Opus

Wayland Middle School's Literary Magazine

At the Edge of the Journey by Julia Callini

Written By: Rachel Barker - Jun• 10•16

When my heart stops pounding, that’s when I’ll open my eyes.  

When I open my eyes, that’s when I’ll start breathing.  

To see the wreckage laid out in front of me, destroyed like a bomb hit it.

To see the people laying limp, their faces destroyed.  

Destroyed and slain with defeat.   

It destroyed me.

Am I the only one still breathing?

I’m still breathing… Am I alive?

The first time I set eyes to the forest I knew it was trouble.

An adventure: trouble and danger.

It’s tall, dark trees growing up, up higher and higher,

higher than any pair of eyes, even green ones, like mine can  see.

 Green eyes, bright green like the leaves on the trees.  

It’s part of my identity.

Myself and all the other people in Aria.

Aria.

Our first leader’s name.

My name, her name and a prison to both of us.

A blessing and a curse.  

The name that binds me to royalty, to the throne, to the inheritance.  

I don’t want any of it.  

I can always remember people doing things for me.  Cooking, cleaning; I never took any responsibility.  Responsibility is non-existent when you are a young Crowned.  Then all at once, when you are preparing to be Crowned, responsibility comes crashing down on you like a tidal wave, drowning you in duties and responsibilities.

The crowned say that the worst part is the being crowned- there are numerous exams and tests to even be considered; many people have broken down once the crown is actually placed upon their head.

The Crowning seems so perfect.  A new leader, stepping up, receiving the crown as if there has never been a greater moment.   Maybe it is perfect, but I just don’t see it.

The forest is like my dreams: big, tall, vast, and impossible to get to and through.

I’ve made it this far.  What’s stopping me now?  

My name?

My honor?

Or my own fear of breaking away

from anything that I have ever known?  

It’s my own stupidity.  

Some call it bravery, but it  wasn’t brave.  

It was stupid and reckless, like me.

Like me, but no others.

The others were the same – perfect in every way.  

Just like Aria herself.

No reckless or stupid decisions would be made.  

Which is why I need to escape.  

To escape the perfect.  

A girl with a burlap tunic and striped bandana comes in, rolling in a box of cloth– probably to make my Crowning dress.  There is a step I’ve tripped over several times, so was no surprise that her toe hit the step, and she tumbled down.  Her striped bandana fell off to reveal brown hair and blue eyes.  She must be from Abra, the artistry section.  The Crowned in Abra,  Corree Stratz, was my favorite Crowned of the five sectors.  He was always so nice to me, and treated me like an adult, even when I was a child.  I don’t see him very often; our families have disagreed politically for the past three years.

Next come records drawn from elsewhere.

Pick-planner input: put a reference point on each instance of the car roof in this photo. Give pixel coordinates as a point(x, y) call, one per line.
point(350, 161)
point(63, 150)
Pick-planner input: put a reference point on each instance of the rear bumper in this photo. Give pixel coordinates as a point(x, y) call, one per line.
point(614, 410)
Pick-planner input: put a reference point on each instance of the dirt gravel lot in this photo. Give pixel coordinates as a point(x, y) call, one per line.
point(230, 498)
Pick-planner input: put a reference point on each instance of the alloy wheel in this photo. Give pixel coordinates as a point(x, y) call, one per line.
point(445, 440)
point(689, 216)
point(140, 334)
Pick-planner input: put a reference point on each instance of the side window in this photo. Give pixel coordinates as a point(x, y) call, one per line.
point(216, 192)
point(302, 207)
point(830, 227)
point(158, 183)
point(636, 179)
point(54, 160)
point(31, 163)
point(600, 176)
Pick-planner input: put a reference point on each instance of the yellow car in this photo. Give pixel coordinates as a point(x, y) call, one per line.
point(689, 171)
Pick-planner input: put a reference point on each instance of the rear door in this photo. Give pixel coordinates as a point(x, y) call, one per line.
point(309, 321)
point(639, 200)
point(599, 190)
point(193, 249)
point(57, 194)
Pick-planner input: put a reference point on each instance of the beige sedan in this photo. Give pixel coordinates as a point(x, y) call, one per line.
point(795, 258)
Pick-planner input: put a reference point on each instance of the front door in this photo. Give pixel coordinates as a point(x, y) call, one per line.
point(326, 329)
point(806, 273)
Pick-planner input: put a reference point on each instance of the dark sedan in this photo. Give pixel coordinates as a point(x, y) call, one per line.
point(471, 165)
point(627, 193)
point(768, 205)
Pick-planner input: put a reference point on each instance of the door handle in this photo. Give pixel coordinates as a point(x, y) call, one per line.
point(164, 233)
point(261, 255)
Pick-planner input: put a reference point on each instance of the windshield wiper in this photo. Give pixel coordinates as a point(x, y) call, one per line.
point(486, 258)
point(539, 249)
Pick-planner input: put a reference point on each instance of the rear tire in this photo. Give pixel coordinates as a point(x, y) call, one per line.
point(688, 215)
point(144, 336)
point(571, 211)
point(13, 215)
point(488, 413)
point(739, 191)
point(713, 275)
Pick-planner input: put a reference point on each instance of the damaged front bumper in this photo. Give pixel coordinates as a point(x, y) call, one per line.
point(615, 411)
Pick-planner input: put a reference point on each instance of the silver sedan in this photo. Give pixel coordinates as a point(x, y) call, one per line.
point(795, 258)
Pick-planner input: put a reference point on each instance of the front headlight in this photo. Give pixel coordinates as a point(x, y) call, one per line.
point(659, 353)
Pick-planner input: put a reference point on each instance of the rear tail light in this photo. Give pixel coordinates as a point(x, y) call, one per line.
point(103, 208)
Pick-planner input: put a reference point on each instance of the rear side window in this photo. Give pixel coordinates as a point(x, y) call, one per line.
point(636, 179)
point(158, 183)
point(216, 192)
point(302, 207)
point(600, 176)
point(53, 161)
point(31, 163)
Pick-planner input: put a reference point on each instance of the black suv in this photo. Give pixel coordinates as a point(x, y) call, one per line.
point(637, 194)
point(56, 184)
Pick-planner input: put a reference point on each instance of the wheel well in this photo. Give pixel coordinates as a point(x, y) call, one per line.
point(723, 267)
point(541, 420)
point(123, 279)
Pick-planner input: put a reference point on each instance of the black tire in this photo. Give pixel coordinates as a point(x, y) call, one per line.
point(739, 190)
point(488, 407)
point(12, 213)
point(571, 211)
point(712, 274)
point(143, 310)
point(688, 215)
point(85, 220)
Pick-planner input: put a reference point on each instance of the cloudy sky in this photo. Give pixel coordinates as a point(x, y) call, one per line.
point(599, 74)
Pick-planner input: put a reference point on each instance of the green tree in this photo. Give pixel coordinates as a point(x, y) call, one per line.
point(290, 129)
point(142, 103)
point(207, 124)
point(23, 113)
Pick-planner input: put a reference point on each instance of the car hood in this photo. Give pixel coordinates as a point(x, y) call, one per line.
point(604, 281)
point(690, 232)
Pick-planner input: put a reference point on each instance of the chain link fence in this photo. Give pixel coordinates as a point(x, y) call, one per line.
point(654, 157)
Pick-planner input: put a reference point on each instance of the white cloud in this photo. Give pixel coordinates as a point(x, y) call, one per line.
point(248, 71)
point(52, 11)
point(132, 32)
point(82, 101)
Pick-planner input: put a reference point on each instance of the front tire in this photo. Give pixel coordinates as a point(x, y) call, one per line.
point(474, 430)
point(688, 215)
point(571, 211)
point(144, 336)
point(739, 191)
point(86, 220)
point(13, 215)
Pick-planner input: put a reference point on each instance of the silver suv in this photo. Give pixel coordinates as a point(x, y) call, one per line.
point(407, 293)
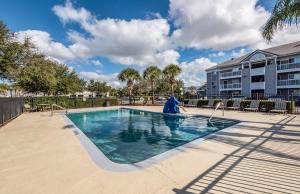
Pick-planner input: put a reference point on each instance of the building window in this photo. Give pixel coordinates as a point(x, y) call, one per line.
point(291, 60)
point(286, 61)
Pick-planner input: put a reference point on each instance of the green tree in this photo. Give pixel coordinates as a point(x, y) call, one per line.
point(38, 75)
point(102, 87)
point(152, 74)
point(91, 87)
point(67, 82)
point(130, 76)
point(284, 12)
point(13, 54)
point(170, 73)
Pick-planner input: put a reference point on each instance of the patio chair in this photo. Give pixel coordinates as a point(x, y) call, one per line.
point(192, 103)
point(280, 107)
point(209, 105)
point(254, 106)
point(28, 108)
point(236, 105)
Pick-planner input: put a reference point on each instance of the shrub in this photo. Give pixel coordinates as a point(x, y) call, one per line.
point(67, 102)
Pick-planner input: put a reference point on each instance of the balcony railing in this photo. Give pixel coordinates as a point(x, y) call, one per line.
point(258, 71)
point(291, 82)
point(231, 74)
point(231, 86)
point(258, 85)
point(288, 66)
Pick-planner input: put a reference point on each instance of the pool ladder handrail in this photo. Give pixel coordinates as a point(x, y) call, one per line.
point(219, 104)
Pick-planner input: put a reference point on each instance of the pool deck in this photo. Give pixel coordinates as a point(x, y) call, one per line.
point(40, 153)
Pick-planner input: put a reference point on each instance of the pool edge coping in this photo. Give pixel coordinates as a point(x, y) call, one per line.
point(102, 161)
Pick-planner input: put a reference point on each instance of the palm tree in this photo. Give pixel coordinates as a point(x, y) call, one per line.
point(170, 72)
point(284, 12)
point(151, 74)
point(130, 75)
point(92, 87)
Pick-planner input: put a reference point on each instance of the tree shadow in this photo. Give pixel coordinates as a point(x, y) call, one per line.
point(268, 163)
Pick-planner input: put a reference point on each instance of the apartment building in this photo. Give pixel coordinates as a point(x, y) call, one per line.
point(272, 71)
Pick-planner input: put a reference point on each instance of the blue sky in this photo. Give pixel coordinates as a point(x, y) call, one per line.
point(99, 38)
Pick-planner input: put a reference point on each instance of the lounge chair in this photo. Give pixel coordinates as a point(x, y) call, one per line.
point(236, 105)
point(254, 106)
point(209, 105)
point(192, 103)
point(280, 107)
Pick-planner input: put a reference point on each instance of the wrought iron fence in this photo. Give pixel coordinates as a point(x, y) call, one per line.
point(293, 98)
point(10, 108)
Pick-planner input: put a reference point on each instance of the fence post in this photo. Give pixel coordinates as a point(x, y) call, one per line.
point(291, 103)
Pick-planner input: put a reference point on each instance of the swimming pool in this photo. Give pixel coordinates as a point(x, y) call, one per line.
point(128, 136)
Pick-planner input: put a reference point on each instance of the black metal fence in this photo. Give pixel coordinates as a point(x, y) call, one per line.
point(10, 108)
point(293, 98)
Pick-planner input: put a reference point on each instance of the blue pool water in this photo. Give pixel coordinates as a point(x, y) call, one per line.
point(128, 136)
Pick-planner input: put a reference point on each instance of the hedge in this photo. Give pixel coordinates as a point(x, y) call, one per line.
point(67, 102)
point(267, 105)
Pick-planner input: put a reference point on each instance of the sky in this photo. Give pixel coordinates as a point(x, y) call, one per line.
point(99, 38)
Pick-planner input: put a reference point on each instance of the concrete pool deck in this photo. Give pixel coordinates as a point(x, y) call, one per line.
point(40, 153)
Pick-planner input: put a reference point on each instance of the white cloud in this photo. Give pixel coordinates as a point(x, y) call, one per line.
point(239, 53)
point(193, 73)
point(46, 45)
point(218, 54)
point(222, 24)
point(111, 79)
point(127, 42)
point(96, 62)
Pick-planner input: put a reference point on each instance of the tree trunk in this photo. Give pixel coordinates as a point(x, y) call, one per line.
point(152, 87)
point(129, 95)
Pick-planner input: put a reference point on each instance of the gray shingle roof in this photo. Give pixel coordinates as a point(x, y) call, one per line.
point(282, 50)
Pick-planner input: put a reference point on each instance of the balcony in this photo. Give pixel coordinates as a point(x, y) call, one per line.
point(288, 67)
point(231, 74)
point(292, 83)
point(258, 71)
point(258, 85)
point(235, 86)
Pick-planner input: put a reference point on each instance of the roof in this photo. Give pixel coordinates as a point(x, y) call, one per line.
point(282, 50)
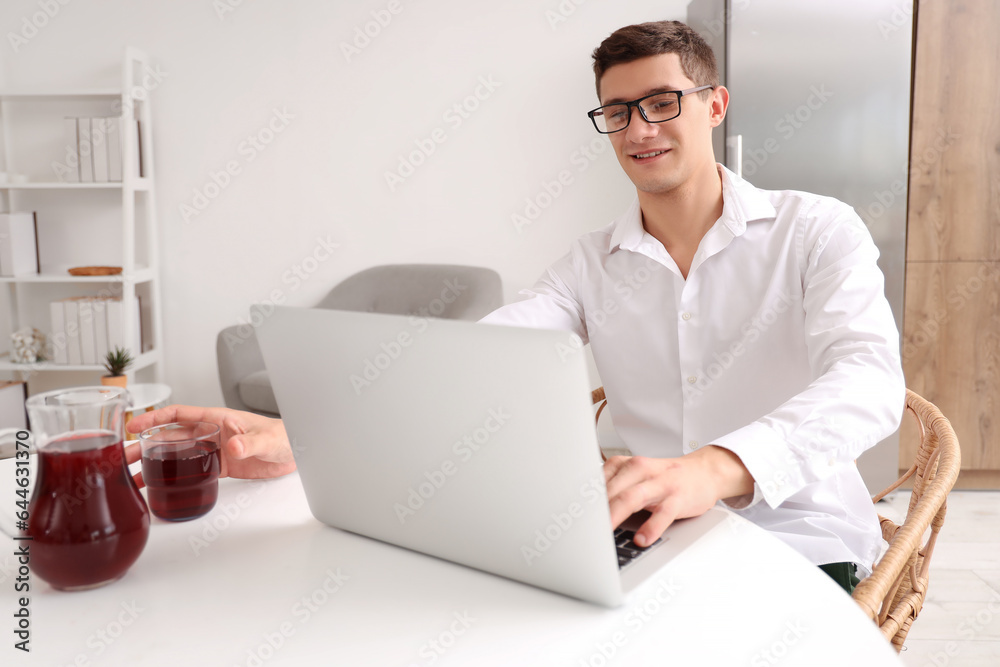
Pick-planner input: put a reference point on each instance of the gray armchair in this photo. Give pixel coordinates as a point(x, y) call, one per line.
point(429, 290)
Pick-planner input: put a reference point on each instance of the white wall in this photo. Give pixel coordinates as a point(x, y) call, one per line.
point(323, 176)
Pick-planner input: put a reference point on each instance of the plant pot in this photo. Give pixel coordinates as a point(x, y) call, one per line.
point(114, 380)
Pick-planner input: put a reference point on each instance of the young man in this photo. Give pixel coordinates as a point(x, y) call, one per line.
point(743, 338)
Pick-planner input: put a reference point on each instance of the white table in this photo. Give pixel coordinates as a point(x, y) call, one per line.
point(259, 582)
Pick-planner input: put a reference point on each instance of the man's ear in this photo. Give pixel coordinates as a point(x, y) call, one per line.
point(717, 106)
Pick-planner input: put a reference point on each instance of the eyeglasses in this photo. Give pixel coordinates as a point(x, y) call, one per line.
point(655, 108)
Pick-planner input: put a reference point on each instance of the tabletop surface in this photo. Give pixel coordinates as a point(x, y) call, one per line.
point(259, 582)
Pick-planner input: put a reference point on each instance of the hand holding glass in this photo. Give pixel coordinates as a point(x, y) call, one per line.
point(180, 467)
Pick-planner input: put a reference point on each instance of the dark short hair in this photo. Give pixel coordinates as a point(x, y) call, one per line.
point(656, 38)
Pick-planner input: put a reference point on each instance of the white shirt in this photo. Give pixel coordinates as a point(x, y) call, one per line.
point(780, 346)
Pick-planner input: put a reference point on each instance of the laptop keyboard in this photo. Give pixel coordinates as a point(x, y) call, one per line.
point(627, 549)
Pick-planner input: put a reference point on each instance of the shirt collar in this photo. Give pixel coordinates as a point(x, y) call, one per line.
point(742, 203)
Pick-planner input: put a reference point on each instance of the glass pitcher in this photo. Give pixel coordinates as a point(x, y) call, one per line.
point(86, 522)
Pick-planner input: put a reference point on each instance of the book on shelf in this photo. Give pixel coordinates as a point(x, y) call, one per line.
point(18, 244)
point(114, 126)
point(85, 314)
point(72, 320)
point(86, 150)
point(85, 328)
point(137, 151)
point(100, 310)
point(99, 142)
point(57, 335)
point(12, 398)
point(70, 171)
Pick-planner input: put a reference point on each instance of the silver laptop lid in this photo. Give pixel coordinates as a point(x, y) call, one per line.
point(470, 442)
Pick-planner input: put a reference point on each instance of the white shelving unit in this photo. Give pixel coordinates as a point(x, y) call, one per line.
point(109, 231)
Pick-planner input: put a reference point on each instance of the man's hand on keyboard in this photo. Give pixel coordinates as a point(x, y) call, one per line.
point(672, 489)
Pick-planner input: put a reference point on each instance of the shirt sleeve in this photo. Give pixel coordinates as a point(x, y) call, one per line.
point(552, 303)
point(858, 393)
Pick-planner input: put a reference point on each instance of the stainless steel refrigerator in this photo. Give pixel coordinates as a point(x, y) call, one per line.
point(820, 101)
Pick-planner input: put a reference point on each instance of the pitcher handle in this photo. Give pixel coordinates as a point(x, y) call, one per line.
point(15, 443)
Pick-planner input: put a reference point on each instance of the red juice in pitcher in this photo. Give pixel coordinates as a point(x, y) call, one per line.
point(182, 482)
point(87, 518)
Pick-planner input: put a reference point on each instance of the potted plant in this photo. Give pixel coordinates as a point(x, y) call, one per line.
point(117, 362)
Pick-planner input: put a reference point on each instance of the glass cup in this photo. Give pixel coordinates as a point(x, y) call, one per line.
point(86, 522)
point(180, 466)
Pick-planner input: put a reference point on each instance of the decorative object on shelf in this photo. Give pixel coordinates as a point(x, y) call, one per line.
point(95, 271)
point(117, 362)
point(18, 244)
point(27, 345)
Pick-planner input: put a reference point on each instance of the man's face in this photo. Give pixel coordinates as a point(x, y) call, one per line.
point(659, 157)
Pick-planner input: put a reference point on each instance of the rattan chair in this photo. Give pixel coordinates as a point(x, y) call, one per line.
point(894, 593)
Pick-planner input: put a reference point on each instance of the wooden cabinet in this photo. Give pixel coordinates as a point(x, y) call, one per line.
point(951, 323)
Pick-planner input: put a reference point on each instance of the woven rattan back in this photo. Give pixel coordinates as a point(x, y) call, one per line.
point(894, 593)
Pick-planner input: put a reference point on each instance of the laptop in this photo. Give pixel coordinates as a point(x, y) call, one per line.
point(470, 442)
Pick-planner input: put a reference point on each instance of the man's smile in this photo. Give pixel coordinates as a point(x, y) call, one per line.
point(648, 155)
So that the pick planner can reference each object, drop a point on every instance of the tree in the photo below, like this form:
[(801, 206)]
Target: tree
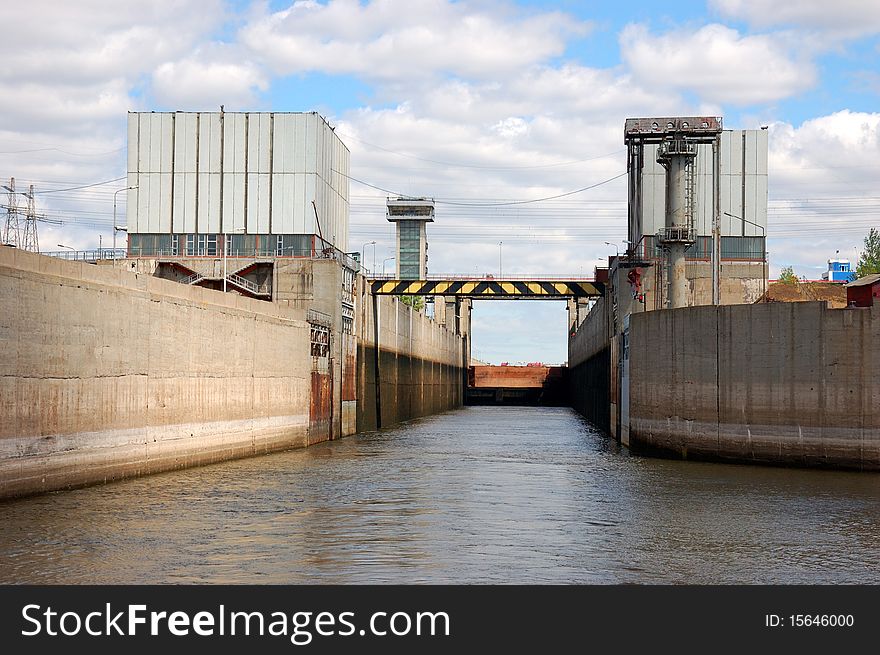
[(787, 275), (869, 262)]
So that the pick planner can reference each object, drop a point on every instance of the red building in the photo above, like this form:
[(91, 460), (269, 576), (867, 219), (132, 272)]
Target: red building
[(863, 292)]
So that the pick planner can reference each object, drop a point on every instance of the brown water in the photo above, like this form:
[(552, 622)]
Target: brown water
[(477, 495)]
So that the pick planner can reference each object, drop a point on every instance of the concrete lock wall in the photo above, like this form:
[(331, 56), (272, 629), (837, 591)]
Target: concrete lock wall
[(782, 383), (107, 374), (421, 365), (591, 378)]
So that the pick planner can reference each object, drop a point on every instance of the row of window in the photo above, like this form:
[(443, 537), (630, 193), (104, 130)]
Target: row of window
[(235, 245), (744, 248)]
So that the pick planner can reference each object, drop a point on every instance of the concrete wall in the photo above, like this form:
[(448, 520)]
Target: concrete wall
[(108, 374), (421, 365), (591, 377), (775, 383)]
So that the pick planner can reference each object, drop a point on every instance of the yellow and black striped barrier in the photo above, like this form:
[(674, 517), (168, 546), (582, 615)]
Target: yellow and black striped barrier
[(485, 289)]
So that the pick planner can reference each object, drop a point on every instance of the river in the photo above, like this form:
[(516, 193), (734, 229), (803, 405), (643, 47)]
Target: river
[(476, 495)]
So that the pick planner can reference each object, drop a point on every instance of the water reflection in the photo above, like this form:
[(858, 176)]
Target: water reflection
[(477, 495)]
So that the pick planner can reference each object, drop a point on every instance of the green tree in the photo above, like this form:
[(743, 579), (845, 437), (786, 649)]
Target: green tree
[(869, 262), (787, 275)]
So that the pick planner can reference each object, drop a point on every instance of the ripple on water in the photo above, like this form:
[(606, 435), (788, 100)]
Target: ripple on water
[(477, 495)]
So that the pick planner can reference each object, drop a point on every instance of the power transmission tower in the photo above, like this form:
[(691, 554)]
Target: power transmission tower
[(30, 242), (10, 229)]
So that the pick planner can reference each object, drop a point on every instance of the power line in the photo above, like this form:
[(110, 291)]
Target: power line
[(488, 204), (84, 186), (479, 166)]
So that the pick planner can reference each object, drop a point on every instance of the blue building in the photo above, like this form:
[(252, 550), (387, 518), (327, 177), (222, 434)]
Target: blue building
[(839, 270)]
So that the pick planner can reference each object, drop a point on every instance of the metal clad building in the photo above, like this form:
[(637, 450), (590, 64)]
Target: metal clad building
[(743, 189), (210, 173)]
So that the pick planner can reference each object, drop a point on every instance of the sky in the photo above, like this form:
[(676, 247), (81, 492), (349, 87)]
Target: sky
[(463, 101)]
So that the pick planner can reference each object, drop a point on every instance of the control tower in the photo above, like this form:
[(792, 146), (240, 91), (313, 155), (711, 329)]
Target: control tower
[(411, 216)]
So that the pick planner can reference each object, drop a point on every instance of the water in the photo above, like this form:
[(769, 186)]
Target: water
[(477, 495)]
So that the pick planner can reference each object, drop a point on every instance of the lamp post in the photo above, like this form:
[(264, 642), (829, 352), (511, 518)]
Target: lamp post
[(226, 242), (500, 270), (364, 253), (763, 249), (115, 229)]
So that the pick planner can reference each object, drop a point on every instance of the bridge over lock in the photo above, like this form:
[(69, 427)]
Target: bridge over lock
[(534, 384)]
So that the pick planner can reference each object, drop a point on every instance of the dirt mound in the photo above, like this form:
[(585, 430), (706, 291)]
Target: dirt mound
[(832, 292)]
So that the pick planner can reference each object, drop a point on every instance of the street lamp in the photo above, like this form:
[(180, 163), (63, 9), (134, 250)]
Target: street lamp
[(364, 253), (115, 229), (499, 260)]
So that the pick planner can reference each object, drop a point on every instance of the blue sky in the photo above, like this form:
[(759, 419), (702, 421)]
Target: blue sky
[(475, 100)]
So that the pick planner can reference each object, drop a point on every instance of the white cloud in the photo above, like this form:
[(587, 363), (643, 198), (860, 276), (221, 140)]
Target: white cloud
[(822, 178), (209, 77), (93, 40), (393, 39), (716, 62), (847, 17)]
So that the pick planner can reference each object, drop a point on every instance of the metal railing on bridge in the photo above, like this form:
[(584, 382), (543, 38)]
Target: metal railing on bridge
[(486, 288)]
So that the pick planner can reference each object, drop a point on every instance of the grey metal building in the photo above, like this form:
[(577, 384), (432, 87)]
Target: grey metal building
[(251, 184)]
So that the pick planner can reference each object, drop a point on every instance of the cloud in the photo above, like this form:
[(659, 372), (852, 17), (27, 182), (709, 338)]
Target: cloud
[(847, 17), (89, 41), (211, 76), (717, 63), (395, 40), (822, 178)]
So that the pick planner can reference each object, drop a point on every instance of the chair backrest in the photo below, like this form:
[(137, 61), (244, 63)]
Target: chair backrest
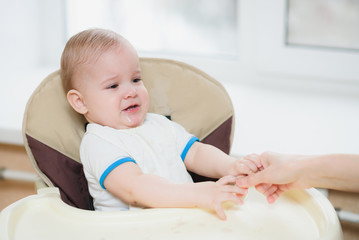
[(52, 130)]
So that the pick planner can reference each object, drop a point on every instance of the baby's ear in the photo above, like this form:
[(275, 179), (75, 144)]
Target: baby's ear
[(76, 100)]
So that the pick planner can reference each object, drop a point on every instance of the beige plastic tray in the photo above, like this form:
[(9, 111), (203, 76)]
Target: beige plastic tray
[(304, 214)]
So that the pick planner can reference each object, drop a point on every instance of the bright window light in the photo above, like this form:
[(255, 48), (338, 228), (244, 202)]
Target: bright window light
[(185, 27)]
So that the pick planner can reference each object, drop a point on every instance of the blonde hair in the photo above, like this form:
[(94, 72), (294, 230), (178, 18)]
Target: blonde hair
[(85, 47)]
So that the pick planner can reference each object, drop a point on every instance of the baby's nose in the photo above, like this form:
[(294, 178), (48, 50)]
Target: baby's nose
[(130, 92)]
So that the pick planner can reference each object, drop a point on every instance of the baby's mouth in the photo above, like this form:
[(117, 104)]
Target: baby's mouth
[(130, 108)]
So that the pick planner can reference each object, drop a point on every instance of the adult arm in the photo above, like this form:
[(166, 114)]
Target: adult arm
[(333, 171)]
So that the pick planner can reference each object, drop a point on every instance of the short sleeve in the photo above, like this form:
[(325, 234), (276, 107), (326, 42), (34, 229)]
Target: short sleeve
[(99, 157), (184, 139)]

Crunchy dirt filled with rocks and pebbles sits below my feet.

Where is sleep when there is no where to sleep?  

I shouldn’t be afraid; I made this decision.  

The woods are trees, the trees are wood.

It is what lives in the wood that scares me.

Uneasiness lives in the air and circles the trees like snakes,

biting away at confidence.  

Something hits me and my stomach drops

like the glass elevators in The Palace.

The ones where I would play in, trying to get high enough in the building to see beyond the walls of the castle;

to what life was like outside of The Crowned.

I went on my way to to learning one thing– life outside The Palace is in a different realm from the Crowned.  

I instantly run to the girl’s side and help her up.  Once she is up on her feet, I turn to my left and walk quickly to pick up the first of three boxes.  Once I pick the box up, I pick up the cart as well and load the first box on it.  For a large box, it is surprisingly light!

She starts murmuring an apology, and when she looks up, her face with her shock.

“I am sorry sorry, your highness.  Please forgive me!, I should have been more careful and been–” she sputtered out.  I cut her out before she could talk anymore.

“It’s really okay, it doesn’t matter” I told her.

“Oh, but it does!” She wailed.  “You’re going to take away my pay, for disrupting your day, aren’t you?”.

I was genuinely shocked.  Why would I take away her pay for tripping, when she clearly needed the money?

“I wouldn’t take away your pay.  In fact,”  I thought quickly “How much will you get paid for this delivery?” I asked.

“Fifty centas” she responded.  Fear shook in her voice.

I fished out my wallet from my back pocket and handed her all I had in there: about 350 centas.  I gave it to her, and her voice shook like she was about to cry.

“I can’t, I can’t!”  She backed away and shook her head no.

“Why not?”

“I’m so sorry I disrupted your day”.

And with that, she ran off, leaving me with three dresses and no name.

Two fences separate

Two worlds

Neither of which I am welcome in.  

Knowing you aren’t welcome

Feels worse than anything.

I am not alone and surrounded.  I am alone and alone.